In 2002, I began to see a therapist in the hopes of improving my relationship skills and career prospects. It was transformative. At 40 years old, I was able to begin to see the mistaken beliefs I had been clinging to for my entire life to that point and begin to appreciate how much they held me back. These beliefs were learned from my parents and family of origin. It was tough work.

It wasn’t just a matter of lying on a couch and talking about my childhood to a therapist quietly jotting notes while nodding patiently. Oh boy, I wish it were that easy.

Changing my core beliefs took years of working in different therapy groups to unlearn what I thought was true about myself, my relationships, and the world. The therapy groups were a safe place for me to gain some self-awareness by interacting with other group members. In some cases, it took something of a battering ram from multiple people to get me to shift my perspective and make me aware of these ingrained beliefs that I accepted as truths. Without other people to hold up a mirror to me, I would never have been able to appreciate the toxicity of my beliefs and how much they held me back.

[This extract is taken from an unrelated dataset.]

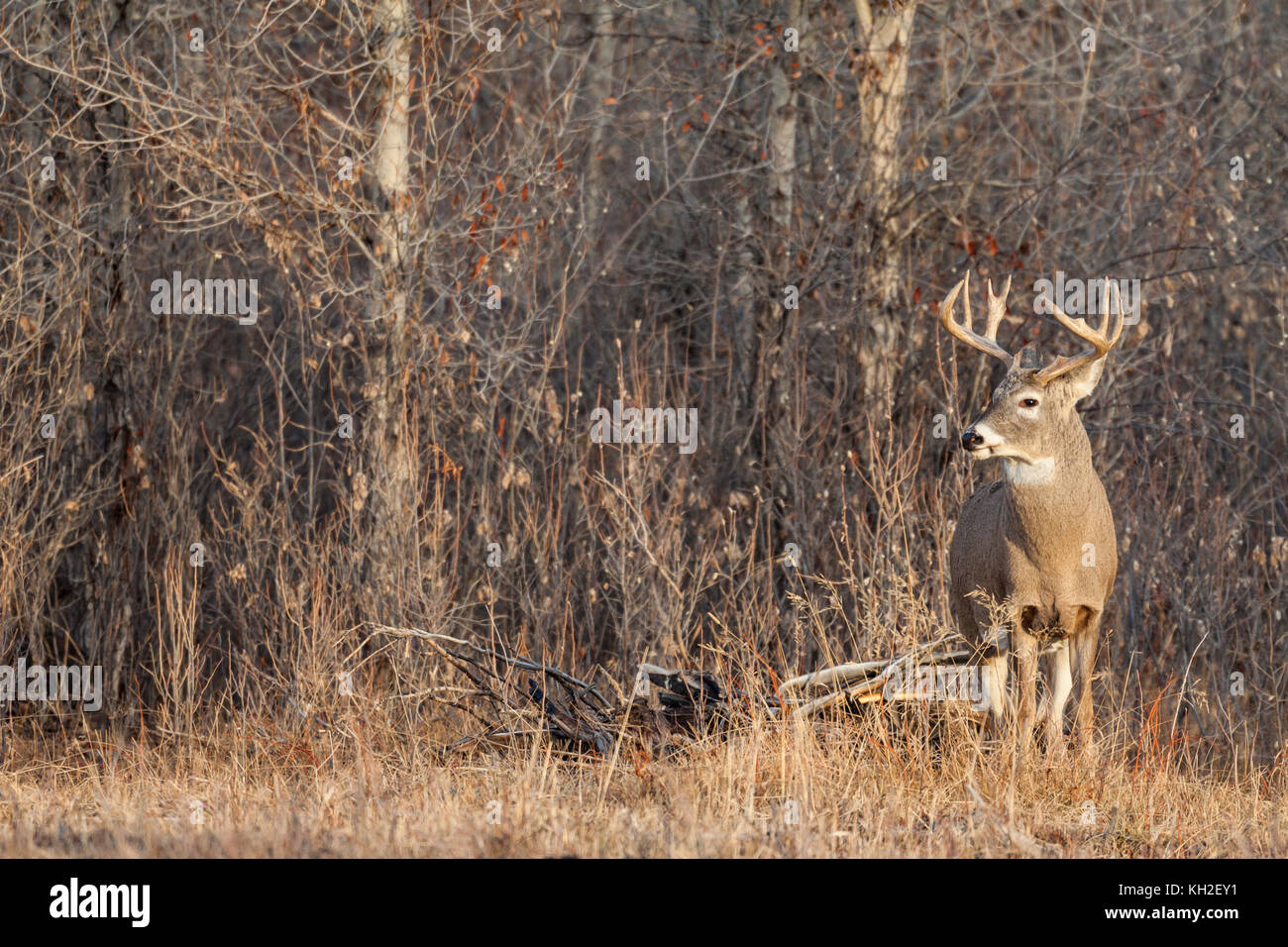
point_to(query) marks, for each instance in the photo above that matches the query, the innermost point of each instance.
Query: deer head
(1030, 421)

I’ve improved. Not necessarily “arrived” but certainly much better. One of the ways I cemented what I learned was by distilling it into my book, Emotional Intelligence for Project Managers.

So What Does Unlearning Have to do with Agile?

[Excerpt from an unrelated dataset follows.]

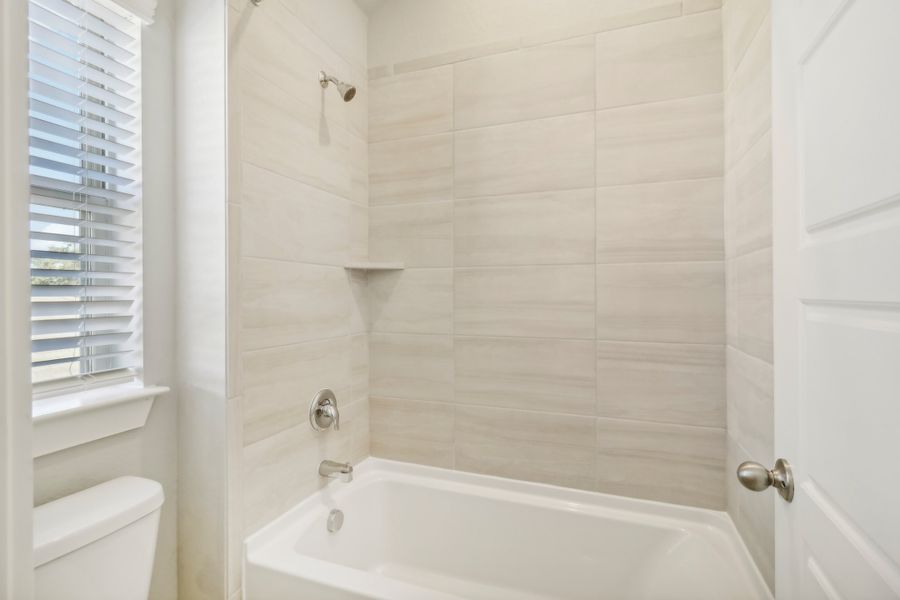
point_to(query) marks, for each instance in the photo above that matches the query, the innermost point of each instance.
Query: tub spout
(335, 470)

There are a few considerations for unlearning in an agile context. First is to understand our own biases and what we believe to be true.

As an example, we tend to anchor to the first approach we learn. I first learned waterfall-style development and thought that was the best way to get things done for nearly 20 years. Then I started learning about agile and gradually began to accept that there might be better ways.

When I learned about Scrum, I felt pretty strongly about it. I anchored to it and grew very attached. I tended to look for ideas and other people who agreed with me and I avoided those that I disagreed with. Like SAFe or Kanban or Disciplined Agile. I resisted change. I let my confirmation bias run amok.

Don’t we all?

The second consideration for unlearning in agile is for those we are attempting to train or coach. When we work with people who are new to agile, or any specific approach that is different than what they are using, they are going to experience the same resistance. They will fight to hang on to their existing belief structure because it is painful to let go. It is not enough to just give them the facts, we need to help them through the transition.

Which means that we need to approach them with patience, understanding and empathy. We need to come alongside them and meet them where they are.

Key Takeaways:

There are probably many things we can learn from this but I want to highlight three:

1. Improve Your Self-Awareness – It may be helpful to take stock of what you believe and why. What framework or approach are you most comfortable with, or better yet, which do you think is best? Are you anchored to the first approach you learned? Do you invest time and energy in learning about or experimenting with other approaches? How would you know if there was a better way out there that you were not aware of?

2. Be Intentional About Unlearning – Unlearning is a muscle that can be built. It is hard work, without a doubt, so approach it with realistic expectations. Expect that there will be mental labor to learn something new or accept a new idea. Pick one area to experiment with. (Check out my related post on the landscape of different agile frameworks here for ideas on learning something new).

3. Be Empathetic Toward Those We Train and Coach – As coaches we need to appreciate the difficulty of this unlearning process and have some empathy for the clients we are coaching and training. If people have spent 5, 10, or even 20 years doing things a certain way, it will be difficult to change. This could be someone who is in a leadership position because of the way that they are able to “drive” a team to get results. They were rewarded for the beliefs and approaches they took to get results. We need to hold them in positive regard, with empathy, and do our best to come alongside them and understand their point of view.